I’m delighted to be working with the same artist who did the cover for Holy Troublemakers & Unconventional Saints, the phenomenal Gillian Gamble.
We’ve been talking for two years about the art for this book and have finally landed on a beautiful, gloaming setting. The gloaming is my favorite time of day. It’s the transition between day and night when the veil is especially thin and magic abounds. The art is set in both urban and rural landscapes, filled with a rich cast of diverse kiddos who are gradually making their way to bed. The text leads the reader through a series of gratitudes that are warm, comforting, and magical.
The experience of the book is soothing, gentle, nourishing, and soul-level beautiful. And it’s at these fundamental soul levels that we have to start reshaping and expanding our ideas of Source/Ultimate Reality—or, as we generally say, God.
And, on a super practical level, I need books like Dear Mama God (and Holy Troublemakers) to help me in my parenting. Books are incredible easy entry points for conversations and ideas that I might not otherwise bring up.
It’s also delightfully subversive.
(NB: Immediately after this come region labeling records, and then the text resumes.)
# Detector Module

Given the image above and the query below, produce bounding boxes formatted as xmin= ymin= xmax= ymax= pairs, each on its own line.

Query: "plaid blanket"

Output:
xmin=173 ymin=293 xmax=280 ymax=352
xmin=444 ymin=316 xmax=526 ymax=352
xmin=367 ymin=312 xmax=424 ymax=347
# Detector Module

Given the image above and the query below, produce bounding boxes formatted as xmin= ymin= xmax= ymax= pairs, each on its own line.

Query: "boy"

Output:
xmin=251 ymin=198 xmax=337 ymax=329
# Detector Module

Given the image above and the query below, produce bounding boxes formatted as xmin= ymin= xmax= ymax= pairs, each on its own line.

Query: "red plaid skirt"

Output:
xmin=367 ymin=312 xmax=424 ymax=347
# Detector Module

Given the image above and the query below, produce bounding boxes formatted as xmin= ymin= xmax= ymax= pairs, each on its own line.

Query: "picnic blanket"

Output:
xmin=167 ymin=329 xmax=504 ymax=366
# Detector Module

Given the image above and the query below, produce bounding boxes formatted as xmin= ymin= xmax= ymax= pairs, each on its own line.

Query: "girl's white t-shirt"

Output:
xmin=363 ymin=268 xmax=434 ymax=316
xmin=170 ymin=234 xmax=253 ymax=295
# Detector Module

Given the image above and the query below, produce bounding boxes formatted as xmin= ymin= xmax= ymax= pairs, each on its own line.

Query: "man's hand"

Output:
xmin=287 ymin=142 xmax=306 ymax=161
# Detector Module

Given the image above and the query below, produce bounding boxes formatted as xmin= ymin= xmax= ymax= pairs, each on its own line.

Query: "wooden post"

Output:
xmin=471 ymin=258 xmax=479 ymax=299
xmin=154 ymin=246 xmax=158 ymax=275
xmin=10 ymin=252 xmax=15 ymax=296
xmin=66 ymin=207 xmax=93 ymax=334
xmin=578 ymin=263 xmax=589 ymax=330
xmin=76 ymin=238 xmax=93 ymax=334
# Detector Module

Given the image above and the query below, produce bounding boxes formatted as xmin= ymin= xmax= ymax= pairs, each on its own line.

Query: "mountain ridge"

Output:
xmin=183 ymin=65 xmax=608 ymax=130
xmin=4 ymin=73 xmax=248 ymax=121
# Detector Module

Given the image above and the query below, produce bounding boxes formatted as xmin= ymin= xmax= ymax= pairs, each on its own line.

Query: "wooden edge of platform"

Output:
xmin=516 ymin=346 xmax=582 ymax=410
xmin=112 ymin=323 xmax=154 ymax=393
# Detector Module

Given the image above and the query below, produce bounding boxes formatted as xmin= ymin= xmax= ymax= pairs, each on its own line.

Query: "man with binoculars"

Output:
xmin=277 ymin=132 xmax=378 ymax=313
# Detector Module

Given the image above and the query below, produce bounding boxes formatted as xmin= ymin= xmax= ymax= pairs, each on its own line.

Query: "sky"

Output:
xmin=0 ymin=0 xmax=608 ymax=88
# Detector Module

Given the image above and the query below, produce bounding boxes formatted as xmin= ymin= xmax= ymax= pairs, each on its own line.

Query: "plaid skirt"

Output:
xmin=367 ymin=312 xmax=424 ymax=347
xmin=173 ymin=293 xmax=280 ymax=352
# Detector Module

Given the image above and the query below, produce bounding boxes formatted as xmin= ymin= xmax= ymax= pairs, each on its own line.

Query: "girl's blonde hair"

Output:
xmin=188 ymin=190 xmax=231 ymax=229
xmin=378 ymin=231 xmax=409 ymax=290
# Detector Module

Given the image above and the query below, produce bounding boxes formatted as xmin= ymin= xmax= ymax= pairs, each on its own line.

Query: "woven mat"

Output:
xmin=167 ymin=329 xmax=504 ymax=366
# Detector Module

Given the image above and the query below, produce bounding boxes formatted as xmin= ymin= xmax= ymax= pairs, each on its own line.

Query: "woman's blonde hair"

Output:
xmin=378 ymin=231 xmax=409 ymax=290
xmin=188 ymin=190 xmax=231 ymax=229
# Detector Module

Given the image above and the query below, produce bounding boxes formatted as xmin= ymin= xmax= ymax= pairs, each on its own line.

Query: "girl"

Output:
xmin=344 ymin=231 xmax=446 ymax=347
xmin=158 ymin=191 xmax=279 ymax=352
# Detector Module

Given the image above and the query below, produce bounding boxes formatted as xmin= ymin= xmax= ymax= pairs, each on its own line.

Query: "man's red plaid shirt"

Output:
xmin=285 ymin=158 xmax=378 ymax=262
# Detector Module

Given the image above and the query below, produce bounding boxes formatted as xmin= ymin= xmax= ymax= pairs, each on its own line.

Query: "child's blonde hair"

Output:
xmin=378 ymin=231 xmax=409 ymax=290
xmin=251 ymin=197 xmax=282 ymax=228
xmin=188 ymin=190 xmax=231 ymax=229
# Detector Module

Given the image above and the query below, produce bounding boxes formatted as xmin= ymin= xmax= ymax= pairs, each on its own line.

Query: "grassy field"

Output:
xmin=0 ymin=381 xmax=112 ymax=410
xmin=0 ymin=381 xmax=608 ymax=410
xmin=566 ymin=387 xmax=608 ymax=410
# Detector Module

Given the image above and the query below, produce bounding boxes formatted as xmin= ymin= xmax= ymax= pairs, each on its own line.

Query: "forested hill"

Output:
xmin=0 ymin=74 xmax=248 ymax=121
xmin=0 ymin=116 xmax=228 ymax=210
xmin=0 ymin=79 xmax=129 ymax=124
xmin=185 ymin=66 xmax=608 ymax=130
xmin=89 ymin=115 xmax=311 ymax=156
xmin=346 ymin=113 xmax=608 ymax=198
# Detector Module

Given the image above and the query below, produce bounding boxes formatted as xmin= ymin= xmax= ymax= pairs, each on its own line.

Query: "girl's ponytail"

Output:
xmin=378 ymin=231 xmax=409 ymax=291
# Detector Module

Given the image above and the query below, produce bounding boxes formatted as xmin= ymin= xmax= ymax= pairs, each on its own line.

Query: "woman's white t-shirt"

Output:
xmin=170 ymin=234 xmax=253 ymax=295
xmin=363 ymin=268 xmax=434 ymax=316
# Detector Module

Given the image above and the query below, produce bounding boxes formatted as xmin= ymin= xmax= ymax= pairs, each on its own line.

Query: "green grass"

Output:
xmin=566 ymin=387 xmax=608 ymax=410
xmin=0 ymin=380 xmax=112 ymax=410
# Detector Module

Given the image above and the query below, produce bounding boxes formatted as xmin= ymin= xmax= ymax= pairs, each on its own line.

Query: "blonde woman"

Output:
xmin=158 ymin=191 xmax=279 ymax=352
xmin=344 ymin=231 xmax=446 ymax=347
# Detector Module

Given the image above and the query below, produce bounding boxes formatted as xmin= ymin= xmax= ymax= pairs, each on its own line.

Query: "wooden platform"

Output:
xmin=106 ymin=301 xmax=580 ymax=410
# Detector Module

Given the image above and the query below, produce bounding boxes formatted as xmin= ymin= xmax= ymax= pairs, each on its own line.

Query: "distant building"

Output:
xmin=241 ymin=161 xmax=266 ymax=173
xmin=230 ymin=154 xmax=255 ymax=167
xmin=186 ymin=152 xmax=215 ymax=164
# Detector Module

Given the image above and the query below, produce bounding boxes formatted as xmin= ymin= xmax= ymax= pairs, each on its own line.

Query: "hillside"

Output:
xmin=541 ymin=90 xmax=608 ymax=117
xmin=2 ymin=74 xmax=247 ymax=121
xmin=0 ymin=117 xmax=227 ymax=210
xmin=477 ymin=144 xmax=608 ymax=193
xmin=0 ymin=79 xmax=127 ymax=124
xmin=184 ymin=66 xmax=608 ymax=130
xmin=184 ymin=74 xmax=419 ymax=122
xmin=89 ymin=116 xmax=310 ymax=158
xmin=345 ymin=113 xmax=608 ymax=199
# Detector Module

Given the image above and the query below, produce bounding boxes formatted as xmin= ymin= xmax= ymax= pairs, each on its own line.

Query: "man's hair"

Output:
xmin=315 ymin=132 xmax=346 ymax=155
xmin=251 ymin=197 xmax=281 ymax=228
It’s just a simple child’s prayer book, but because it’s addressed to God as a Mama, it’s also deeply radical. I enjoy a little cup of radical on the side of cozy bedtime!
Who do you think this book is for?
For children, obviously, but also for their adults at home or in places of worship.
Praying to God as a Mama is really heart-expanding and liberating for us all. And while I imagine it’s more likely at least loosely religious families will want this book, it’s also good more widely too because, religious or not, male-God language is deeply imbued in all of Western culture.
(okay, back to Colby speaking now)
A special thanks to Daneen for sharing her project and her heart with us for today’s Perspective Shift.
To say it again, I really support this project. And I hope you will, too.
I’ll end with a few words of endorsement from those who also believe wholeheartedly in this project.
I can’t begin to count how many times a single word in a song or sermon or podcast - any media really, has revealed truth I had not considered before. All creation reveals the Divine Presence in the multi facet universe we will never be able to fully comprehend.
I can't wait to add this book to my library, both for the children that pass through my home but also for my inner child who needs this language so much.